After “our team is too small,” the next-biggest complaint I hear from RCIA teams is “we don’t have enough.” Enough budget, enough space, enough training, enough resources. I learned a lesson about this a long time ago.
My first parish job involved helping with a long-term church renovation project. The renovation took several years because our funds were limited. At one point, I said it would be great if some rich parishioner would donate all the money we needed so we could move ahead with all the plans at once. The liturgical design consultant disagreed. He said that when people have all the resources they need, they tend to be much less creative. Constraints, he said, force us to be imaginative.
In that same parish, I learned how to write. I always got good grades in classes that required writing, and I thought I was a pretty good writer already. So I decided to write a weekly liturgy column for our Sunday bulletin. The parish secretary was the bulletin editor, and I had to beg her for space. Finally, she relented. 200 words, she said. That’s all the space I could have. If you have read this far in the post, you’ve already read more than 200 words. I had to get very creative to write something substantial in that small of a space.
Be an RCIA hero
Biblical heroes are famous for working within constraints. Sarah was too old. David had only a slingshot. Moses stuttered. Jeremiah was too young. Elijah was a wanted man. Mary was unmarried. Jesus had only five loaves and two fish. Martha worried a lot. Peter was in denial. Paul was hated and feared by the Christians. All of them relied on the resources and gifts they did have to answer God’s call.

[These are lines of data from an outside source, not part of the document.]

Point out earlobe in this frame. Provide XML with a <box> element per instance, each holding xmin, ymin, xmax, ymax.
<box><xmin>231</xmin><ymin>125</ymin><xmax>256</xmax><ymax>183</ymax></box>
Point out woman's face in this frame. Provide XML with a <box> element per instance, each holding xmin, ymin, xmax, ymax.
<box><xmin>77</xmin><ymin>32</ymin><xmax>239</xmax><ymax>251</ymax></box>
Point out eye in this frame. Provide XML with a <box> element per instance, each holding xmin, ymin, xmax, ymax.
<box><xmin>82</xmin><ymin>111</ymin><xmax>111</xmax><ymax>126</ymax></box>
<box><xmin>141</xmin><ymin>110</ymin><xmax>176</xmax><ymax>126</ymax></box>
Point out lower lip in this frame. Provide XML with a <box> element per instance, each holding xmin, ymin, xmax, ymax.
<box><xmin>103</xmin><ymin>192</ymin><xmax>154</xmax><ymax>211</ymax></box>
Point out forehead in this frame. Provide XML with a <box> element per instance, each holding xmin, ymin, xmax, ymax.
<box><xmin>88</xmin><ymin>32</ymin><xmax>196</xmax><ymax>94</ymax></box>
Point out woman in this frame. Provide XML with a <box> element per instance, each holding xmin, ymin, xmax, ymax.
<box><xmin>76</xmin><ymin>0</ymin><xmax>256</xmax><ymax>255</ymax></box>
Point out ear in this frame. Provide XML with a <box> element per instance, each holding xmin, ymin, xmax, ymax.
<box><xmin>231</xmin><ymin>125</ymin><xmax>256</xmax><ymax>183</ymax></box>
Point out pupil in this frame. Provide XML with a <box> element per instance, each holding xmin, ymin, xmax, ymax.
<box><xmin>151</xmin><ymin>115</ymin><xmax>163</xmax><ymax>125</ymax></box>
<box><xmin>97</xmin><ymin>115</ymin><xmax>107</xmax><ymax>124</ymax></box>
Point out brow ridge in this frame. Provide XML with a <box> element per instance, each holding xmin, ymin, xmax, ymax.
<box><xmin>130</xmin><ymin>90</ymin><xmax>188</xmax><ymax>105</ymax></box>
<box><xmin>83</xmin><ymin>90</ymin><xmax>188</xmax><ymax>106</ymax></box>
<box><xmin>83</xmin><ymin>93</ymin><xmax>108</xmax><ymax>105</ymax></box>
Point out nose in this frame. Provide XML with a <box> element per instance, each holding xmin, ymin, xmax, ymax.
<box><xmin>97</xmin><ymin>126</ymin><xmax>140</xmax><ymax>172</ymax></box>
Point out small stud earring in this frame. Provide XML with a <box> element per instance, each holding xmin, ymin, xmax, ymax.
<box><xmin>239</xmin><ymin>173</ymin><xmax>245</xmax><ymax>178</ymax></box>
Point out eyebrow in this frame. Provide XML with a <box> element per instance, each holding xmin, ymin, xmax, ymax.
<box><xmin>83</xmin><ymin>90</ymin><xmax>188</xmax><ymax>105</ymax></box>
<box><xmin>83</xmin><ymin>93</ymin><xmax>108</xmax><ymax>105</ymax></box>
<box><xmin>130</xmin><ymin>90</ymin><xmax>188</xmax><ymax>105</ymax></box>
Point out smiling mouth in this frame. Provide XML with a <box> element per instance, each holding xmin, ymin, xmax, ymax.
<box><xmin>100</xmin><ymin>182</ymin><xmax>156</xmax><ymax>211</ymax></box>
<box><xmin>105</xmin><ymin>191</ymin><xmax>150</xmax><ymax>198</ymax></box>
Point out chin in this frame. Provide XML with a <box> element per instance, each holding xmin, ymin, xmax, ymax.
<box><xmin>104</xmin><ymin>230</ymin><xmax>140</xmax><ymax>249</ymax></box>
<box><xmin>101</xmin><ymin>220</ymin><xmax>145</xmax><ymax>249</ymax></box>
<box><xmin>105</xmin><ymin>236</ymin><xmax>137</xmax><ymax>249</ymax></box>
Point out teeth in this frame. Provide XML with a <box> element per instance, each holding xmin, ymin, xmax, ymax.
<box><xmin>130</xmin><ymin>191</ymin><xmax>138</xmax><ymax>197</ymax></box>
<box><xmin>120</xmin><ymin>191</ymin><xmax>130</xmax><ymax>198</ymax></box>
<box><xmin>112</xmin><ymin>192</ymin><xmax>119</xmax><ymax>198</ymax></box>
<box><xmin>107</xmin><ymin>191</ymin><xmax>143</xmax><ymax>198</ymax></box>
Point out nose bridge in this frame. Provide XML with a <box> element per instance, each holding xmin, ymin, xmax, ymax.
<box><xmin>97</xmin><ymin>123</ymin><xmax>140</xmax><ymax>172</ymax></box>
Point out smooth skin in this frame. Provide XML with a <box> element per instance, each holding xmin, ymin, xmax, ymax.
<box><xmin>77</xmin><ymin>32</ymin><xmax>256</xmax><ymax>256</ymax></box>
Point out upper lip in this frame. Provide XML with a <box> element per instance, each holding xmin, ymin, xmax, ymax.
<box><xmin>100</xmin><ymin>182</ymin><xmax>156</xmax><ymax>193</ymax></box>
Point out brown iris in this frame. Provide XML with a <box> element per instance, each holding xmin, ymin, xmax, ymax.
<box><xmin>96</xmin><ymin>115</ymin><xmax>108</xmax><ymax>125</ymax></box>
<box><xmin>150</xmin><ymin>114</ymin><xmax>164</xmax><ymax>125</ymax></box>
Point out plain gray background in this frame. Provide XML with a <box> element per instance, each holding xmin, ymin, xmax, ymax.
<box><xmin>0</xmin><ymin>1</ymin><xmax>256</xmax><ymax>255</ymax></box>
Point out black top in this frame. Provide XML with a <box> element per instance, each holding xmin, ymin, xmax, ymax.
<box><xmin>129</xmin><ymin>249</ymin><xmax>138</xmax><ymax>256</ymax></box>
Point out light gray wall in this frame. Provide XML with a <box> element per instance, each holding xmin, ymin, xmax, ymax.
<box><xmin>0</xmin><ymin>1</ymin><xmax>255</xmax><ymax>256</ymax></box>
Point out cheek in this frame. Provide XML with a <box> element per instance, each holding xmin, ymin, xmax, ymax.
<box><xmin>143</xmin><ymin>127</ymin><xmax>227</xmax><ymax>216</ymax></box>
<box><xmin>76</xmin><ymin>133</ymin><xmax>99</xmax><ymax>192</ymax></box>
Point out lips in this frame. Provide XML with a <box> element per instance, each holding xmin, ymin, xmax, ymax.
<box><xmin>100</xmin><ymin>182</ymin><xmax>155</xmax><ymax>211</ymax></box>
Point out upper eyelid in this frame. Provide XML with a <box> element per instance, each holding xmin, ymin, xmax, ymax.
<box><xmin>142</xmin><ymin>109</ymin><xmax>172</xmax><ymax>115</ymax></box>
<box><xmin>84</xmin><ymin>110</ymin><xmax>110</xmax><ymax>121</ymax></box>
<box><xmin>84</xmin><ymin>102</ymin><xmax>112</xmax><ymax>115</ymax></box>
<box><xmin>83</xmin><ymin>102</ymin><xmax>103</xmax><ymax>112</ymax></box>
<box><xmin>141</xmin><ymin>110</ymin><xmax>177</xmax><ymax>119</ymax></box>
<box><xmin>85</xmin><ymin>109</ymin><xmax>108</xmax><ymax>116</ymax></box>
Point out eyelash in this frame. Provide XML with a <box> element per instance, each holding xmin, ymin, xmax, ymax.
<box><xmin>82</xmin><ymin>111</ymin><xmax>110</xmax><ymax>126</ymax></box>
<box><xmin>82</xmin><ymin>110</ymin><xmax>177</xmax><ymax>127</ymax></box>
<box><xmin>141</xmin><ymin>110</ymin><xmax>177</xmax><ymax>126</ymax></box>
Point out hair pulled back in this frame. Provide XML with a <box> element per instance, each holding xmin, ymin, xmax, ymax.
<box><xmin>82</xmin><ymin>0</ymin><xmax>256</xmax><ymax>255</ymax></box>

What all of these heroes knew or learned was that the mission was not about them. The mission is not about my success. It is about the Spirit’s success. God will not give us a job to do without giving us the grace we need to do it.
So the next time you are having a hard day and you think you’re up against a brick wall, remember what Saint John XXIII used to say when he thought he had used up all his resources: “It’s your church Lord; I’m going to bed.” Then get up the next day, and pray for the grace to think up a new way to solve the problem you are stuck on.
What RCIA project are you stuck on?
What is your brick wall? What is one creative thing you can imagine to break through, tear down, go over, or go around the wall?
2 thoughts on “Embrace your RCIA constraints”
Yes! Constraints always force one to decide what matters the most. In my case I’d really like to have two years with my catechism class instead of just one. But one is all I get. Not only does that time restraint force me to pare down to what’s absolutely important, but also to effectively use every minute of every class.
Breaking Open the Word was a challenge during the Catechumenate. I could not, nor should not be the only one to be with the Catechumens. In considering who could I ask to help, I realized our parish lectors are Ministers of the Word, and hopefully spend prayer time considering how the Word impacts their life. They wonderfully responded to my request to take part in leading the faith-sharing that accompanies the Dismissal from the Sunday liturgy during this Period.